## Import the modules 

- In this scenario, we are going to import the pyspark and pyspark SQL modules and create a spark session as below:

In [1]:
import pyspark
from pyspark.sql import SparkSession
from pyspark.sql import Row

In [2]:
# Create a Session

spark = SparkSession.builder.config("spark.jars", "/home/jovyan/work/jars/postgresql-42.4.0.jar") \
    .master("local").appName("PySpark-Postgres").getOrCreate()

## Read Data from the table
- Here we are going to read the data table from PostgreSQL and create the DataFrames. 
- To read the data frame, we will read() method through the JDBC URL and provide the PostgreSQL jar Driver path

In [3]:
## Reading the Oasis table we created from our DAG.
## Using the 'Test' database we created upon init 
## User 'airflow' as we defined in our .yaml

df = spark.read.format("jdbc").option("url", "jdbc:postgresql://oasispostgres:5432/metastore") \
    .option("driver", "org.postgresql.Driver").option("dbtable", "customers") \
    .option("user", "hive").option("password", "hive").load()

## To view the Schema
- Here we will read the schema of the stored table as a dataframe, as shown below.

In [4]:
df.printSchema()

root
 |-- id: integer (nullable = true)
 |-- created: timestamp (nullable = true)
 |-- updated: timestamp (nullable = true)
 |-- first_name: string (nullable = true)
 |-- last_name: string (nullable = true)
 |-- email: string (nullable = true)



## To view the content of the table
- Here we are going to read the content of the table as a dataframe. 
- We will print the top 5 rows from the dataframe as shown below.

In [5]:
df.show(5)

+---+-------------------+--------------------+----------+---------+--------------------+
| id|            created|             updated|first_name|last_name|               email|
+---+-------------------+--------------------+----------+---------+--------------------+
|  1|2021-02-16 00:16:06|2022-07-29 11:58:...|     Scott|   Haines|  scott@coffeeco.com|
|  2|2021-02-16 00:16:06|2022-07-29 11:58:...|      John|     Hamm|  john.hamm@acme.com|
|  3|2021-02-16 00:16:06|2022-07-29 11:58:...|      Milo|   Haines|mhaines@coffeeco.com|
|  4|2021-02-21 21:00:00|2022-07-29 11:58:...|     Penny|   Haines|  penny@coffeeco.com|
|  5|2021-02-21 22:00:00|2022-07-29 11:58:...|     Cloud|     Fast| cloud.fast@acme.com|
+---+-------------------+--------------------+----------+---------+--------------------+
only showing top 5 rows



- Interacting with a JDBC Backed DataFrame Abstracts Away the Complexities of Connecting to a Remote (External) RDBMS
- The results of calling show on the JDBC backed DataFrame yields the first three entries in the customers table from your PostgresSQL database.

In [7]:
df.select("updated","id", "first_name", "email").limit(8).show()

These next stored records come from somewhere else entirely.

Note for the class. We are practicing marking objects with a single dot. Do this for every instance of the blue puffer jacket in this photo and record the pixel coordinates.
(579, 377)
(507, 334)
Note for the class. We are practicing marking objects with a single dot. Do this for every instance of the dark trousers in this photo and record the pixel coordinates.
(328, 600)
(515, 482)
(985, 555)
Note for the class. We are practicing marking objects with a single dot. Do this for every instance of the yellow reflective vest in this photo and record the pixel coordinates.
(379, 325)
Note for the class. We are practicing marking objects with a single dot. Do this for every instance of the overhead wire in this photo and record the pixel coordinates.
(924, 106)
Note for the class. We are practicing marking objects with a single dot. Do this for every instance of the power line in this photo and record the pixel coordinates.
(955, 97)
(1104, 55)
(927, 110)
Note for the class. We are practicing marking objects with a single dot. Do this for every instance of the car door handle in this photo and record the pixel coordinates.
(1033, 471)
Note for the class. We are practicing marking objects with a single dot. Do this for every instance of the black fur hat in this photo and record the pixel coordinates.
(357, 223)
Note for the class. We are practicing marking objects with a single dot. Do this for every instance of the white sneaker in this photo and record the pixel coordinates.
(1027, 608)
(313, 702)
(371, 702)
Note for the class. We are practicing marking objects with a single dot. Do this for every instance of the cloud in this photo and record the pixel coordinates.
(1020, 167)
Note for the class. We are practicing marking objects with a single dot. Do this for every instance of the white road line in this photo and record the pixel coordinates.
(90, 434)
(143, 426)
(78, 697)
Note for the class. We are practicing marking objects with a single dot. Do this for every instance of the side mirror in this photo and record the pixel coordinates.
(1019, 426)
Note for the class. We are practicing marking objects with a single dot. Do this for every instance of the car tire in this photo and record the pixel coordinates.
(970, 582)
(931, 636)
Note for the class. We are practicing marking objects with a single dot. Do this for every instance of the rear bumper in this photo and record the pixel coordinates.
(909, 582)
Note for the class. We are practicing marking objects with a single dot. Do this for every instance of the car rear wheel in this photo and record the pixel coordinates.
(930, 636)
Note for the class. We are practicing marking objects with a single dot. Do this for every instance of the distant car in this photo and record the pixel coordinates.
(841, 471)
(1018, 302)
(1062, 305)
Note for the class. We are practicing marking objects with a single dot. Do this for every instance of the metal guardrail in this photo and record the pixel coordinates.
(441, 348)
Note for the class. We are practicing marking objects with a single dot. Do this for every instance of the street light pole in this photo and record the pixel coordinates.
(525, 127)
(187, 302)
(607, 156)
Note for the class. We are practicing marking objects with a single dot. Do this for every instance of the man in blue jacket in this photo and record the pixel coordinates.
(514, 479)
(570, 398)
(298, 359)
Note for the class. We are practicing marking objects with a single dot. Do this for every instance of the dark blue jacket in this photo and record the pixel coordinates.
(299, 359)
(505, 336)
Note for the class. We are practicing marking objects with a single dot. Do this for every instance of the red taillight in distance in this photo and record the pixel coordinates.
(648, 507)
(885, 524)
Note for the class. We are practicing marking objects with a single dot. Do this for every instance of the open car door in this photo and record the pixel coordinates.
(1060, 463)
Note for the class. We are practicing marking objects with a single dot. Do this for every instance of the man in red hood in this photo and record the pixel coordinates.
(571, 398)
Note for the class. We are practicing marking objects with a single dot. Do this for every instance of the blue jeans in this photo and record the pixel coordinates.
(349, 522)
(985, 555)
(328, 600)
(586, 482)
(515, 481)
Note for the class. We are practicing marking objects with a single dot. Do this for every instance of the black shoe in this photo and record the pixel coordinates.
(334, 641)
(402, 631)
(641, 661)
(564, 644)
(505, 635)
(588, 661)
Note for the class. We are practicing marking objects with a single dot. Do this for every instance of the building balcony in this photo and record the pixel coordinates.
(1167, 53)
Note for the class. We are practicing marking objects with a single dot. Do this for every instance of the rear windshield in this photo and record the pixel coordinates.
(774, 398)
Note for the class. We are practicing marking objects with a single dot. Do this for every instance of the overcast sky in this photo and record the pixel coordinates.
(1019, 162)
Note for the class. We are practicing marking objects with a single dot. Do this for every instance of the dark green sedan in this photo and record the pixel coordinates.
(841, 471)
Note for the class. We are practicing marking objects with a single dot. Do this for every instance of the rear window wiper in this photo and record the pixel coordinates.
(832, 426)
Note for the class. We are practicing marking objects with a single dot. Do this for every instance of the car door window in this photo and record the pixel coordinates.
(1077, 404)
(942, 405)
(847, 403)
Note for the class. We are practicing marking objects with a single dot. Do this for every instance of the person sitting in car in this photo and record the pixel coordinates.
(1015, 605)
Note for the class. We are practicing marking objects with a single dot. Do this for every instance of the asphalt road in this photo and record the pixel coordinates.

+--------------------+---+----------+--------------------+
|             updated| id|first_name|               email|
+--------------------+---+----------+--------------------+
|2022-07-29 11:58:...|  1|     Scott|  scott@coffeeco.com|
|2022-07-29 11:58:...|  2|      John|  john.hamm@acme.com|
|2022-07-29 11:58:...|  3|      Milo|mhaines@coffeeco.com|
|2022-07-29 11:58:...|  4|     Penny|  penny@coffeeco.com|
|2022-07-29 11:58:...|  5|     Cloud| cloud.fast@acme.com|
|2022-07-29 11:58:...|  6|   Marshal|   paws@coffeeco.com|
|2022-07-29 11:58:...|  7|    Willow| willow@coffeeco.com|
|2022-07-29 11:58:...|  8|    Clover|    pup@coffeeco.com|
+--------------------+---+----------+--------------------+



## Describing Views and Tables

- You have learned to use JDBC to connect to your PostgreSQL docker container. 
- Wouldn’t it make sense that we could describe the schema of the table by doing a simple SQL style describe?

In [8]:
df.createOrReplaceTempView("customers")
spark.sql("desc customers").show()

+----------+---------+-------+
|  col_name|data_type|comment|
+----------+---------+-------+
|        id|      int|   null|
|   created|timestamp|   null|
|   updated|timestamp|   null|
|first_name|   string|   null|
| last_name|   string|   null|
|     email|   string|   null|
+----------+---------+-------+



## Conclusion
- Here we learned to read data from PostgreSQL in Pyspark.